Adanya perbedaan dalam sistem politik atau pemerintahan adalah wajar. Seperti dalam demokrasi misalnya, ada perbedaan apakah presiden dipilih langsung oleh rakyat atau parlemen. Sistem kabinetnya presidensiil atau parlementer. Namun perbedaan ini tidak menjadi dasar untuk menyatakan tidak ada sistem politik yang jelas dari sistem demokrasi. Sama halnya dengan sistem Khilafah Islam, adanya perbedaan dari sisi teknis pencalonan Kholifah , tidak bisa dijadikan alasan untuk menyatakan sistem Khilafah tidak jelas.
Islam dan Demokrasi
Hubungan Islam dan demokrasi, diskursus diantara dua konsep itu , bukanlah perkara baru dalam sejarah pemikiran Islam. Pasca keruntuhan Khilafah Islam pada 1924, dunia Islam memang mengalami serbuan pemikiran Barat. Umat Islam mau tidak mau harus berdiskusi panjang dalam menentukan sikap terhadap pemikiran Barat seperti demokrasi, HAM, pluralisme maupun sekulerisme.

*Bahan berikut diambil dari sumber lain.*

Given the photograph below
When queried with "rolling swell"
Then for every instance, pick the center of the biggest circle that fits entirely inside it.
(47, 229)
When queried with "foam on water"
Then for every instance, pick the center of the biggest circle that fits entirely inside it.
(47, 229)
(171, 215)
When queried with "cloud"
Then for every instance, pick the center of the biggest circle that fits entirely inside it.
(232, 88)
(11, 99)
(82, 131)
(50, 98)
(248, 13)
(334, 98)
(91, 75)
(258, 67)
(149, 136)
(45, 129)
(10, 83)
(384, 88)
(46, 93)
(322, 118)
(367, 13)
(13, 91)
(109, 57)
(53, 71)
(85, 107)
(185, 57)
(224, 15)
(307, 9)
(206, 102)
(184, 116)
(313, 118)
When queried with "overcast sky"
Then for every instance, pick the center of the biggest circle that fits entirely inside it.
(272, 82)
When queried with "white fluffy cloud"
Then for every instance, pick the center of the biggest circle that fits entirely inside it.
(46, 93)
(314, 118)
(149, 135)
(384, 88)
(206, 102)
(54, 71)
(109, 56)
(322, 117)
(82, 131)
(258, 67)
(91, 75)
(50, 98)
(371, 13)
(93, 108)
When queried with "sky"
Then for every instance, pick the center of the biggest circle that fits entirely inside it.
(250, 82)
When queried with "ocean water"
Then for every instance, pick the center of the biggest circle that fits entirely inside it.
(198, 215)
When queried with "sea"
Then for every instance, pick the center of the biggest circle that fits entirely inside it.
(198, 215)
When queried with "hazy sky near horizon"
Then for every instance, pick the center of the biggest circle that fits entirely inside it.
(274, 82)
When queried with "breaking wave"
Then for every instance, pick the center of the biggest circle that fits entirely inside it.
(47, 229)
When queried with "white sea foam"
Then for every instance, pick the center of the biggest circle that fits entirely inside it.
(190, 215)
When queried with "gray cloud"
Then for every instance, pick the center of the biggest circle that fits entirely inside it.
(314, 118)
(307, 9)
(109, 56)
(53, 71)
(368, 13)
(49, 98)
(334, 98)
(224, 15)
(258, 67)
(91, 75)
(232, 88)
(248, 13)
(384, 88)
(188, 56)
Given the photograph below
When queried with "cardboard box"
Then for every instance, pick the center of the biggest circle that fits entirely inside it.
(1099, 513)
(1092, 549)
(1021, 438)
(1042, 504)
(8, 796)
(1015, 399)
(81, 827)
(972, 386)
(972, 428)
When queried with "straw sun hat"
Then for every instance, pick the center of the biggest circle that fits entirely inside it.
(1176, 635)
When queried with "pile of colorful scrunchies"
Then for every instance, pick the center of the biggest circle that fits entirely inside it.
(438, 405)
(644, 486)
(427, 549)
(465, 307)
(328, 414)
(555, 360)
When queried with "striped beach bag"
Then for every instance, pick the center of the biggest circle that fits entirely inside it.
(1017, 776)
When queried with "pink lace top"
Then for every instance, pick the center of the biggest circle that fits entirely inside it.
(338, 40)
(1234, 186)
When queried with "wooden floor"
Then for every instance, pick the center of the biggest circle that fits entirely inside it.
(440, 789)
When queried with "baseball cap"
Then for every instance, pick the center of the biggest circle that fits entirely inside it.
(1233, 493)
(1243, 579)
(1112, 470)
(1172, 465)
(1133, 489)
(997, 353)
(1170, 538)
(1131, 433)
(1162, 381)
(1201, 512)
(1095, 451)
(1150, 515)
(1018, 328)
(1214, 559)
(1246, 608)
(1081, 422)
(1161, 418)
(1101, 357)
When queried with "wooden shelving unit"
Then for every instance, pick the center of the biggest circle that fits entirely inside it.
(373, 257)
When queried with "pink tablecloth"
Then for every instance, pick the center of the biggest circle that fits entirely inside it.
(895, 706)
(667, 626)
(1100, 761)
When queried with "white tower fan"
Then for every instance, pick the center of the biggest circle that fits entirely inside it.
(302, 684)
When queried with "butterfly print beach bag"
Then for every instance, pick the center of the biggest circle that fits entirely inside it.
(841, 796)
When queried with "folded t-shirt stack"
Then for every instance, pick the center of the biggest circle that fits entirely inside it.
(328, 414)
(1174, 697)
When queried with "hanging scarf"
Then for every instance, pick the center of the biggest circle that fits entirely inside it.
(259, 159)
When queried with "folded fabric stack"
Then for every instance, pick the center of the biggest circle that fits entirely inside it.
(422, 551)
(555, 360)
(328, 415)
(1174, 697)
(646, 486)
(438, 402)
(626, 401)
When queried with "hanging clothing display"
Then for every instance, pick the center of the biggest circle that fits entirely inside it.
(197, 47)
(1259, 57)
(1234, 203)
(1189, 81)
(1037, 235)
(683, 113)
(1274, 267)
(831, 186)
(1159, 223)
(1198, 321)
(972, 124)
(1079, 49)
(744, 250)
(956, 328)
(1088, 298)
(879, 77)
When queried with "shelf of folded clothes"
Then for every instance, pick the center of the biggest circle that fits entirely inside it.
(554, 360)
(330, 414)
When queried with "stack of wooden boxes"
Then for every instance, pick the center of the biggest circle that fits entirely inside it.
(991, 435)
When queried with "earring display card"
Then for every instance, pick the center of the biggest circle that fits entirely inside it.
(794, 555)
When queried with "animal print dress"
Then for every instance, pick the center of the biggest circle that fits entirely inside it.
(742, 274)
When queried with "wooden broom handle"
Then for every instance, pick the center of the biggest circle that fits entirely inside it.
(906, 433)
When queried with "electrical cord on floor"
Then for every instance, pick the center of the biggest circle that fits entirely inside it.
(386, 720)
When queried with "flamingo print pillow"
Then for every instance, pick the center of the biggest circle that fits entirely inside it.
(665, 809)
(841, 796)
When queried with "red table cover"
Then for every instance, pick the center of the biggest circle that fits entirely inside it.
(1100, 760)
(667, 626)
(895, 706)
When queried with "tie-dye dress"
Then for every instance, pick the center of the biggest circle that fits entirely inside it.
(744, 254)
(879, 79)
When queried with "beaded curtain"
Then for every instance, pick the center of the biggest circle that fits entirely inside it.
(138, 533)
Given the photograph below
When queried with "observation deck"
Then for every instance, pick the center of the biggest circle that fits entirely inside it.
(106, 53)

Menurut Riza Sihbudi (Jurnal Ilmu Politik no 12 ), dengan mengutip pendapat Esposito dan Piscatori menyebut ada tiga aliran dalam menjawab hubungan Islam dan demokrasi. Aliran pertama, menerima secara penuh bahwa demokrasi identik dengan Islam antara lain pendapat Muhammad Assad, Jamaluddin al Afghani, dan Muhammad Abduh. Kedua, adalah pendapat yang menyetujui adanya prinsip demokrasi dalam Islam,tetapi di pihak lain mengakui adanya perbedaan di antara keduanya seperti yang digagas oleh Maududi.
Aliran ketiga adalah yang menolak secara menyeluruh gagasan bahwa Islam sama dengan demokrasi. Aliran ini antara lain diusung oleh Syaikh Fadlallah Nuri dari Iran tahun 1905-1911 dengan Gerakan Konstitusionalnya. Pendapat yang sama muncul dari Sayyid Qutrb, tokoh Ikhwanul Muslimun. Pada tahun 1982, Syaikh Muhammad Mutawawali seorang tokoh terkemuka Mesir pernah mengatakan Islam tidak bisa dipadukan dengan demokrasi.
Artinya, pendapat yang menolak demokrasi sesungguhnya bukan hanya pendapat Hizbut Tahrir. Yang mungkin kurang dipahami oleh banyak pihak adalah ketika Hizbut Tahrir membedakan antara as-siyadah (kedaulatan) dan as-sulthon (kekuasaan). Dalam berbagai referensi langsung buku HT disebutkan as-siyadah (kedaulatan) dalam pengertian sumber hukum (source of law) ada ditangan syaari’ (Allah swt). Inilah, menurut Hizbut Tahrir, yang paling mendasar membedakan antara Islam dan demokrasi. Karena dalam demokrasi kedaulatan itu ada ditangan rakyat sehingga penilaian baik dan buruk diserahkan kepada rakyat. Namun Hizbut Tahrir menyatakan kekuasaan itu ada ditangan rakyat dalam pengertian source of power (sumber kekuasaan). Dalam konteks ini rakyatlah yang memiliki hak untuk memilih kepala negara (kholifah), rakyat juga berhak mengkoreksi penguasa yang menyimpang, atau menurunkannya kalau bertentangan dengan syariah Islam.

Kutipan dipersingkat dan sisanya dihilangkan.